Follow along at home: the customer steps into Madison Market on Capitol Hill for some groceries, and is checking out when she's startled to hear the cashier tell her he isn't going to check her items. "Excuse me?" she asks. "You were very rude to me the last time you were in here," the checker responds. "I'm not going to help you. You'll have to switch lines."
Her boyfriend looks at her quizzically. So does the person behind her in line. "Me?" she asks. "You must be thinking of someone else." The cashier shakes his head. "No, I recognize you." Befuddled, the customer says, "But...but I've been on the East Coast the last four months. I just got back. When was this?"

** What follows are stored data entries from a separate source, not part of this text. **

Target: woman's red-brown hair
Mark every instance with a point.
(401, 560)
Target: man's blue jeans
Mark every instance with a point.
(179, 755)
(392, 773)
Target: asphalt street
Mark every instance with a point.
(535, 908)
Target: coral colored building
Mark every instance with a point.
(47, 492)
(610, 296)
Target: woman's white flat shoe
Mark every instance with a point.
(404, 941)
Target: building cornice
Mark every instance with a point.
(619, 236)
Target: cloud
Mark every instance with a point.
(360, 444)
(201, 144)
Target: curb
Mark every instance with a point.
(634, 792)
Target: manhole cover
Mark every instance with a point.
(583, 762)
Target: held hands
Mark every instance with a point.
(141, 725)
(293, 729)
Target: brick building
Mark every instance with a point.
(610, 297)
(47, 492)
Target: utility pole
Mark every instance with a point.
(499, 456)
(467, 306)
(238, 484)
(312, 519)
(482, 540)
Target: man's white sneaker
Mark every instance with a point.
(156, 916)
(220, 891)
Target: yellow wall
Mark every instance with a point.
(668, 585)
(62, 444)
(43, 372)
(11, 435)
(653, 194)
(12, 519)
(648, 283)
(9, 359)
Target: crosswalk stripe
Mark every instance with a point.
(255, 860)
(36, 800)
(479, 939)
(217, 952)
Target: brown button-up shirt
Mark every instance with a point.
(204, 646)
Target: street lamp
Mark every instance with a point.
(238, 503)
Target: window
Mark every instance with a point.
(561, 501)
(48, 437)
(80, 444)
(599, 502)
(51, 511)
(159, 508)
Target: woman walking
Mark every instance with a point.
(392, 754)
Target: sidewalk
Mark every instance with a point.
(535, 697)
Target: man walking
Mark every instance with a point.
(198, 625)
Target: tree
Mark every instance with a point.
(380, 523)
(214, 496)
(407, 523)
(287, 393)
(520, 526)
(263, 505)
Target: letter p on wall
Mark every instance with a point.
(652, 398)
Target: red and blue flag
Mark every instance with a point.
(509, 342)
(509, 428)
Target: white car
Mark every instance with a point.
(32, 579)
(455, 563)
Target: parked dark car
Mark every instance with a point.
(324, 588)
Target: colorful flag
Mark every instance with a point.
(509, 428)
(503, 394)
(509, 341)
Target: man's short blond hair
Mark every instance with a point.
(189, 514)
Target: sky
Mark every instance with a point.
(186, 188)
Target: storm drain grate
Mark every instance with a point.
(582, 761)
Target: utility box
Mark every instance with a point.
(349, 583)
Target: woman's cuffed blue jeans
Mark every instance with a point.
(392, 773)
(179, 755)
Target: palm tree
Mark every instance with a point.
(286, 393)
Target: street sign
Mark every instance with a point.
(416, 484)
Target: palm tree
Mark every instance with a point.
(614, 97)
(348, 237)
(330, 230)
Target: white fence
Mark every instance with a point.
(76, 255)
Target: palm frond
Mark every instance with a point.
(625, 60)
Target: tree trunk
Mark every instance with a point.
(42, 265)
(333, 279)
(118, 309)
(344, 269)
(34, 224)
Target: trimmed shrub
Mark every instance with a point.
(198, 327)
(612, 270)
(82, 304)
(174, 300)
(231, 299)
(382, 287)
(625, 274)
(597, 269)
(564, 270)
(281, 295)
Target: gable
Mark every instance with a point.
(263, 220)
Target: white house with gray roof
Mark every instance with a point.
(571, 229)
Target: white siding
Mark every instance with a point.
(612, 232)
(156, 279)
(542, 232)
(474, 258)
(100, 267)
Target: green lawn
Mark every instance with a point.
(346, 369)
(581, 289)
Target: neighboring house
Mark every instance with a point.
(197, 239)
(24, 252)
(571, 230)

Now the checker either has to admit that he's mistaken, or prove that he's got a fantastic memory for rudeness by detailing the long-ago incident. He refuses to apologize or describe the event, though, and the crimson-faced customer has to change lines. And, naturally, stores.
Seattlest can commiserate: we've been treated shabbily by clerks under the misapprehension that a) any polite behavior is corporate, b) our hemp-less attire signifies there's no reason to interrupt their conversation with friends, and c) their over-charging us $25 is a hassle we should apologize to them for. But this new foray into the theater of public humiliation sets a new standard.
Nordstrom may have claimed the heights of good customer service, but Madison Market may be able to angle their way to the bottom. It's not an open field, of course. In the organic food store market, the field is crowded with exotically tattooed challengers.